One of my first collective experiences of this was working with Jenny Brice when she was director of HR at Fuji Xerox. As part of the CLA day, she asked all executives to come dressed as their favorite characters. She designed the conference room with images of European fairy tales. They then understood this was not just about developing the new national strategy but being clear who each person in the room was and could be. She came as Robyn Hood, commented on how females figures were often timid, supplicant, and thus she switched from Robin to Robyn Hood.  At another meeting, the day was difficult in that there was a battle of vice-presidents, each claiming attention from the organization’s President. Ultimately, one became more and more argumentative. The organizational story was Cinderella, waiting for Prince Charming (government funding). As she became more and more upset, I asked her: “who are you.” She yelled out,  isn’t it obvious. I am the step-sister.” The project fell apart thereafter. What she said was powerful but there was no way for the other vice-president, the favorite to now say who she was, as I had not prepared the conceptual context for inner story-telling as part of our futures day. From that meeting onwards, I made sure even as we did scenarios and CLA of the external world, we spend some time at every meeting/workshop engaged in the CLA of the self.

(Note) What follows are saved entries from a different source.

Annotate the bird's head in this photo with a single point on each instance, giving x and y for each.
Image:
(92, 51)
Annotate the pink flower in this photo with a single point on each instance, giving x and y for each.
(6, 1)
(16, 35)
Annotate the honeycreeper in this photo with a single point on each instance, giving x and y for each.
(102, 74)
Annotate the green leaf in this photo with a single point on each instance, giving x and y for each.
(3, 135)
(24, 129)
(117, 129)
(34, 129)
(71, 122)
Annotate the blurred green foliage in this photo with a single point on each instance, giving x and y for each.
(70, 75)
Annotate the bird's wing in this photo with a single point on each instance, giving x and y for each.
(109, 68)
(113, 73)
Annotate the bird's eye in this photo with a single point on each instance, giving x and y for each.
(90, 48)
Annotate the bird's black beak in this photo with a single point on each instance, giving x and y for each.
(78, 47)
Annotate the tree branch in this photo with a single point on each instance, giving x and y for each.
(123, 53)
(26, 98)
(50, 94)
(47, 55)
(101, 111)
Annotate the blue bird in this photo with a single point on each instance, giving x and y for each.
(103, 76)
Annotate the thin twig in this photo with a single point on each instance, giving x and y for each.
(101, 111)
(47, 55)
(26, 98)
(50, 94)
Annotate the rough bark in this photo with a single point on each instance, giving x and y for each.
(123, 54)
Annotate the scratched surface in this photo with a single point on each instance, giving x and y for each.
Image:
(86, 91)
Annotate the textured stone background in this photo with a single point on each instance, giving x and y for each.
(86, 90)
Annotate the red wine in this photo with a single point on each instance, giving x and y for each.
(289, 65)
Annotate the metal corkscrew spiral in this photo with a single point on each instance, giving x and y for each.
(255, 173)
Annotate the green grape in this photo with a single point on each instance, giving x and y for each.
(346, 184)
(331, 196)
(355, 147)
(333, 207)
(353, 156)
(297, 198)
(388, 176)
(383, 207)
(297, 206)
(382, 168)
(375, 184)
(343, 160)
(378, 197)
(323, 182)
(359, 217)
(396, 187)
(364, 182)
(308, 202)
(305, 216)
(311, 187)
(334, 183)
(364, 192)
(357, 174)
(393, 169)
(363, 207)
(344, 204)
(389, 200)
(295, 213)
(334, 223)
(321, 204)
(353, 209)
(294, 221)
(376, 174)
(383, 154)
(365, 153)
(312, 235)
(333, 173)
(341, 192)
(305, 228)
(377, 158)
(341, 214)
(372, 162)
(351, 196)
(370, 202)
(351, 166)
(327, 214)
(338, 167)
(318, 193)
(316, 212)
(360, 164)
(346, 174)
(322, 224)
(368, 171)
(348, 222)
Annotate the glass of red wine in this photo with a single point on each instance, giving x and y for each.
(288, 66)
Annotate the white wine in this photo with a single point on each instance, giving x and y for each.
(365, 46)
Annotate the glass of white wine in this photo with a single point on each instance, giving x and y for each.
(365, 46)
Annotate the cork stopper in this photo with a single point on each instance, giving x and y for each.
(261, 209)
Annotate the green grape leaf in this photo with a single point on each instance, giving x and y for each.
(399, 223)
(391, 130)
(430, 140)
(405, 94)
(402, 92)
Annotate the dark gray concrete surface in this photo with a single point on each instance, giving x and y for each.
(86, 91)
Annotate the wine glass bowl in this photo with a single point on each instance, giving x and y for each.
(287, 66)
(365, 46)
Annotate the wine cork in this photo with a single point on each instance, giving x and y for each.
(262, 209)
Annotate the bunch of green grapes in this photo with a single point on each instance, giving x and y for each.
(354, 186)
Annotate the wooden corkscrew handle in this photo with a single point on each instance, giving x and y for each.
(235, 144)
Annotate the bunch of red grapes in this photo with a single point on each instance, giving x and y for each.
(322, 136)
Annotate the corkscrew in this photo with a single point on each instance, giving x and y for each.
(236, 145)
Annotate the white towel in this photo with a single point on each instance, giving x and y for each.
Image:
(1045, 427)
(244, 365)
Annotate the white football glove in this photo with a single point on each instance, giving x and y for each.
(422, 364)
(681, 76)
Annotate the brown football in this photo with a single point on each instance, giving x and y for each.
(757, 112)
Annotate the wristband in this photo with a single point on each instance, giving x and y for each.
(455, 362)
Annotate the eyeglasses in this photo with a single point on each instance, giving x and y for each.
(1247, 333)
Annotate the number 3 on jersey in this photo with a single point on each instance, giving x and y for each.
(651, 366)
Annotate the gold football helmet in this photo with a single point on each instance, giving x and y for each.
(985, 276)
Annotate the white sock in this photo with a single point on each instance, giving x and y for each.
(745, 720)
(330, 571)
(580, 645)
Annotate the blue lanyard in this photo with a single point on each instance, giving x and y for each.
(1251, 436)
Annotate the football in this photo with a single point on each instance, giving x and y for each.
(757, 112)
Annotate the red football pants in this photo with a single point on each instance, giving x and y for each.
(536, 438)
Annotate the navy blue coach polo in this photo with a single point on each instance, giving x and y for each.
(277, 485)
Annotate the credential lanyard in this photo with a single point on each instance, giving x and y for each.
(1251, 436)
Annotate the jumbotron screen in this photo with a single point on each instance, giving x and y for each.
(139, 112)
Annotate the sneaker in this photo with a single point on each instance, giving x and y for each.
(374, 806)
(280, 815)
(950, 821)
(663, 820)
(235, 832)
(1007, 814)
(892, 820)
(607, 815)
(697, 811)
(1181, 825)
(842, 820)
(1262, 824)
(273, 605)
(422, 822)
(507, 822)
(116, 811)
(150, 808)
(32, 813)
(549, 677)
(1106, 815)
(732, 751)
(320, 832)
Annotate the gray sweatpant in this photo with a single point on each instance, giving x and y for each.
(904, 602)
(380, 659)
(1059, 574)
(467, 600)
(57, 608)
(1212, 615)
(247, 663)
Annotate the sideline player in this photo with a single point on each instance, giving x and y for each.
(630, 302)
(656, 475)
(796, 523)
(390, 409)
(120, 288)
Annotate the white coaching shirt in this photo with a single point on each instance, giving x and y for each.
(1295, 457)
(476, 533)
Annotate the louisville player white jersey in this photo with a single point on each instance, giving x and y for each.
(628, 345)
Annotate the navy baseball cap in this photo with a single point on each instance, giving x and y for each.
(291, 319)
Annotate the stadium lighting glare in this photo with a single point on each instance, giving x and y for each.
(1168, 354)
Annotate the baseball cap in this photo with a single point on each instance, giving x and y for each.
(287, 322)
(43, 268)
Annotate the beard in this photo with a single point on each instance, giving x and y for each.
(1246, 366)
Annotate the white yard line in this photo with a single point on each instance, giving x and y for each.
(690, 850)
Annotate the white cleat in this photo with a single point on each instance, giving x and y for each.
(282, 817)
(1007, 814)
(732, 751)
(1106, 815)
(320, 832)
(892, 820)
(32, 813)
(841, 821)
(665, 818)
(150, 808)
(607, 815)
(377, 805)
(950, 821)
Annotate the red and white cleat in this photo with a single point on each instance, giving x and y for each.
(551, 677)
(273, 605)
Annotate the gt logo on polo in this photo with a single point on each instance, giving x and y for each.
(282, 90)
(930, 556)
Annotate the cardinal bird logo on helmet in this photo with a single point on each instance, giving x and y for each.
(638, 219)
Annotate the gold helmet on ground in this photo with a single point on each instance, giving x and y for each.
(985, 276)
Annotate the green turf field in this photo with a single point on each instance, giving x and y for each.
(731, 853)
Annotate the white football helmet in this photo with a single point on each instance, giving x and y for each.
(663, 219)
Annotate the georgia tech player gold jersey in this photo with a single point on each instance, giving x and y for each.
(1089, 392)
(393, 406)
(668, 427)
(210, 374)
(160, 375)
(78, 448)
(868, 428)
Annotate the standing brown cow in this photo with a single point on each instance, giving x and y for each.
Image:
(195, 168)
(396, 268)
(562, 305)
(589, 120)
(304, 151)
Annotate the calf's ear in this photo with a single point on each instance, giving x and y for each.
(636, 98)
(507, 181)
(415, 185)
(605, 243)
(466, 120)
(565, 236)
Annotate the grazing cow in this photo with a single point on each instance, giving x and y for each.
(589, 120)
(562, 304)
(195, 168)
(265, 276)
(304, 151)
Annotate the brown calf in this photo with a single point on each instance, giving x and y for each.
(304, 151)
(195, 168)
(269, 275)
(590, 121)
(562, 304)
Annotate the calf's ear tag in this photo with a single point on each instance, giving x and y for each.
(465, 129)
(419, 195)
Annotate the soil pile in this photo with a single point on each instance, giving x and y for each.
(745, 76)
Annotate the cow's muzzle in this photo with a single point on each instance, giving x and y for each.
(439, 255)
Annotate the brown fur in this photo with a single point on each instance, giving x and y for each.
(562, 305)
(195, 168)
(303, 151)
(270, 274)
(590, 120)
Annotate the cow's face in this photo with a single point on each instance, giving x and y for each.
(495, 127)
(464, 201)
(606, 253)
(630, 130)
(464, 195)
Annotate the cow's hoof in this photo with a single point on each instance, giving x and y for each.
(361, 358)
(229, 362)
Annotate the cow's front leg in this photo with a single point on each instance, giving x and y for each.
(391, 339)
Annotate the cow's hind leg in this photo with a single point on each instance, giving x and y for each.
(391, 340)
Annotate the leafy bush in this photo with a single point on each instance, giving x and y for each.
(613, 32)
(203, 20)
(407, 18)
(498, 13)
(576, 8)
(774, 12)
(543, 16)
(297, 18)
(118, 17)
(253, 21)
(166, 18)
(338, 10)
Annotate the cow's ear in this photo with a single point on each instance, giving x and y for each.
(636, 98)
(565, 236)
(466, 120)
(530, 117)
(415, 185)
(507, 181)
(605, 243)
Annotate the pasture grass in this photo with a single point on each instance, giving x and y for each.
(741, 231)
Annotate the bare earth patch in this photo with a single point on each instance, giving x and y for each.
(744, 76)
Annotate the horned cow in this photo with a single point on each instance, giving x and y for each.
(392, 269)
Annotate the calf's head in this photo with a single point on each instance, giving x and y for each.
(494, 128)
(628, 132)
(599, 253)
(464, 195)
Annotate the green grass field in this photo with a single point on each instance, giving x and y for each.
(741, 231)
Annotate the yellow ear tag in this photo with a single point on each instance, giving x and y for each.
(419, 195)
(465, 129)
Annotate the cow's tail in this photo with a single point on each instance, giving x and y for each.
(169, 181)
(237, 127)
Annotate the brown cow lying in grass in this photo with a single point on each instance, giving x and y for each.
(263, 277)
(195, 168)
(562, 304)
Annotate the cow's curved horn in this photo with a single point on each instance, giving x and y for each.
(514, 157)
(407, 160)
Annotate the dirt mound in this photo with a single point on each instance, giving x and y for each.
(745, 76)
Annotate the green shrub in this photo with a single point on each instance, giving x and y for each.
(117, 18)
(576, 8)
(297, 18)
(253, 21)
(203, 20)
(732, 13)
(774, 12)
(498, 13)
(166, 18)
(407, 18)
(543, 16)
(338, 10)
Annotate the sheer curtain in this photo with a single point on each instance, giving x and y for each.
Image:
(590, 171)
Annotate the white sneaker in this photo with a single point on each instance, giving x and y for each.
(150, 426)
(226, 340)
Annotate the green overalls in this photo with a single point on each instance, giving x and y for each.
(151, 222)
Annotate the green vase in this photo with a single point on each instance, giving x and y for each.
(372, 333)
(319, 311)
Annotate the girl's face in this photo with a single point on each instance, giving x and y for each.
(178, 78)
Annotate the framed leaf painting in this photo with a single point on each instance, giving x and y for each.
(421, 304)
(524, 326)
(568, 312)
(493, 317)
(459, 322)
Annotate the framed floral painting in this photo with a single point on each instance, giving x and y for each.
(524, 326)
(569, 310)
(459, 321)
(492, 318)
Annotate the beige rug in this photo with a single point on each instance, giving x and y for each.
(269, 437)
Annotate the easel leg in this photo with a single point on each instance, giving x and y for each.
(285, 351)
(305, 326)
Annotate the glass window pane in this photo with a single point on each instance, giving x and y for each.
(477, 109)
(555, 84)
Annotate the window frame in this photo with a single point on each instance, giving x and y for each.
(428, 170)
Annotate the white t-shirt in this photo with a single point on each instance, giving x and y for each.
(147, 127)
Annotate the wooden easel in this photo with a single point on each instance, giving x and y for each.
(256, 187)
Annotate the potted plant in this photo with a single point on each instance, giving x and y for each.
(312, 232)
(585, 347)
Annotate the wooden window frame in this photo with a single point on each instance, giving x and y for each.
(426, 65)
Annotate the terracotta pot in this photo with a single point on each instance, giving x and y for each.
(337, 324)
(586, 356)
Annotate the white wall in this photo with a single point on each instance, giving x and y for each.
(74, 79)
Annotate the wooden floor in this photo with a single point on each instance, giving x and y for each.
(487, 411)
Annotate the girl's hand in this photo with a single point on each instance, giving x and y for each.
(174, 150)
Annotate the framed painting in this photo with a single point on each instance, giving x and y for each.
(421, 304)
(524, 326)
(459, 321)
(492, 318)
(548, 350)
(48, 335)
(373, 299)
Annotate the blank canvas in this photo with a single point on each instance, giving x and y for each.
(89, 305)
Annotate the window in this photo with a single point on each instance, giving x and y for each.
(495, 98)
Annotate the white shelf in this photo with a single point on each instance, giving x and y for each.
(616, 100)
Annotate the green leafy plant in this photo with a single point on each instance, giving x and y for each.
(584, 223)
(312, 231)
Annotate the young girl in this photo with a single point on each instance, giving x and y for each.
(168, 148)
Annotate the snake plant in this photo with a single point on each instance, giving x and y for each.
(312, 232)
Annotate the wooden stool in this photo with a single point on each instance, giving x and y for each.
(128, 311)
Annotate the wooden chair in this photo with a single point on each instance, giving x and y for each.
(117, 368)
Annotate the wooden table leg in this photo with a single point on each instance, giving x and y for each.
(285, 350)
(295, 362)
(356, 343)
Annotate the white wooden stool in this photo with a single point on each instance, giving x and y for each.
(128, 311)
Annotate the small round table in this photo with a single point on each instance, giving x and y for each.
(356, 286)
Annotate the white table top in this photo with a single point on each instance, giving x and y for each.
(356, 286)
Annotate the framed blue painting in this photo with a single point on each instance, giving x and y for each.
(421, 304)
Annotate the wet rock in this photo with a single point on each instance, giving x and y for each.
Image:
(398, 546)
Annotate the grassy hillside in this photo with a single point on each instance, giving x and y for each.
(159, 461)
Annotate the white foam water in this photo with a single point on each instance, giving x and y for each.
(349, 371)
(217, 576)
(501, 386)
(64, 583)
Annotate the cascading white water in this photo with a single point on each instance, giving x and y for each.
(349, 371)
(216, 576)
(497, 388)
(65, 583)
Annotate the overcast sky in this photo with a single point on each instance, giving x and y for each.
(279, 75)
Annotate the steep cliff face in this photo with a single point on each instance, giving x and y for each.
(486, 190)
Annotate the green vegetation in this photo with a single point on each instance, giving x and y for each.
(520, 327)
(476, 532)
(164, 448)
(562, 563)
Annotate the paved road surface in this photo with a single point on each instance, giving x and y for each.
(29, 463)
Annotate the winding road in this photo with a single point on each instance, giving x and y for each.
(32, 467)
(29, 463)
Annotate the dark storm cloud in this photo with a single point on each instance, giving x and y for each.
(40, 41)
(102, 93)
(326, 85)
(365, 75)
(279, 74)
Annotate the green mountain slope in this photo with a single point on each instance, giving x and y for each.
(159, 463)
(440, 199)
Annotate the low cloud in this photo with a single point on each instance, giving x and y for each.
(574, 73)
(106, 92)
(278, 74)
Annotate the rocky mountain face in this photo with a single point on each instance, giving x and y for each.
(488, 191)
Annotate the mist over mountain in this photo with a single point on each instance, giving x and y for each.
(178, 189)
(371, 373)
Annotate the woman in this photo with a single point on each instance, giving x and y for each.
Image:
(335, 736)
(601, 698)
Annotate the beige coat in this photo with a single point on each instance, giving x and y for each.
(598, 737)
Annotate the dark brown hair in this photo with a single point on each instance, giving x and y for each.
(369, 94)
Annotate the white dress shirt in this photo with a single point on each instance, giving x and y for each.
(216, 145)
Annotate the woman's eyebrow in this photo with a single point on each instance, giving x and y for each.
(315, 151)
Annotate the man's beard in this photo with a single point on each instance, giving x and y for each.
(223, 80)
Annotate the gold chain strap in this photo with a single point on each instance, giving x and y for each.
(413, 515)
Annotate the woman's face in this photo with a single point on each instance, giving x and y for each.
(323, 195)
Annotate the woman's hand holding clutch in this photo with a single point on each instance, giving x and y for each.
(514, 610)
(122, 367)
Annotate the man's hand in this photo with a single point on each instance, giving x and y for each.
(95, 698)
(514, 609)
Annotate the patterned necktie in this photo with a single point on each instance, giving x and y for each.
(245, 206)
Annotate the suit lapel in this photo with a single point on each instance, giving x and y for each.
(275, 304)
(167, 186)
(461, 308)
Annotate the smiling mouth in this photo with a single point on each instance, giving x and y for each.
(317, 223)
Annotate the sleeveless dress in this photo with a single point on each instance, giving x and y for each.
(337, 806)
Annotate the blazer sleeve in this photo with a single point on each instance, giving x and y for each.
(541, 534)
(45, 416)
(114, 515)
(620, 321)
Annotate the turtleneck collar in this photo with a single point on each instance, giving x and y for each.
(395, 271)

This inner clarity whether working on organizational issues or personal issues increases the chance of success. 

Working with doctoral students, I make sure to spend a great deal of time, determining who I am in their story. One said, he wished to become a rockstar, and my purpose was the booking agent. From the beginning, I sought out avenues for him to express his extroverted personality. Another saw me as the camel driver taking him to the oasis of academic achievement. In this case,  I made sure to keep him on track and not wander to desert mirages.

With the Pearls of Policing program, similarly, we ask police executives their core metaphor in policing. We do this on the first day of and at the end of the project.  The narrative helps set up their preferred future, where they wish to be. If they feel they are like superman in a world where kryptonite is increasing, we help them change their narrative to, for example, the Avengers (ie police partnerships) or if they are technical-minded to transforming the kryptonite instead something less deadly or to find ways to protect.

If an organization and institution creates new visions and futures but individuals within these structures do not feel empowered or are hamstrung then we have not done our job. CLA of the self intends to change our story, so we can create new futures.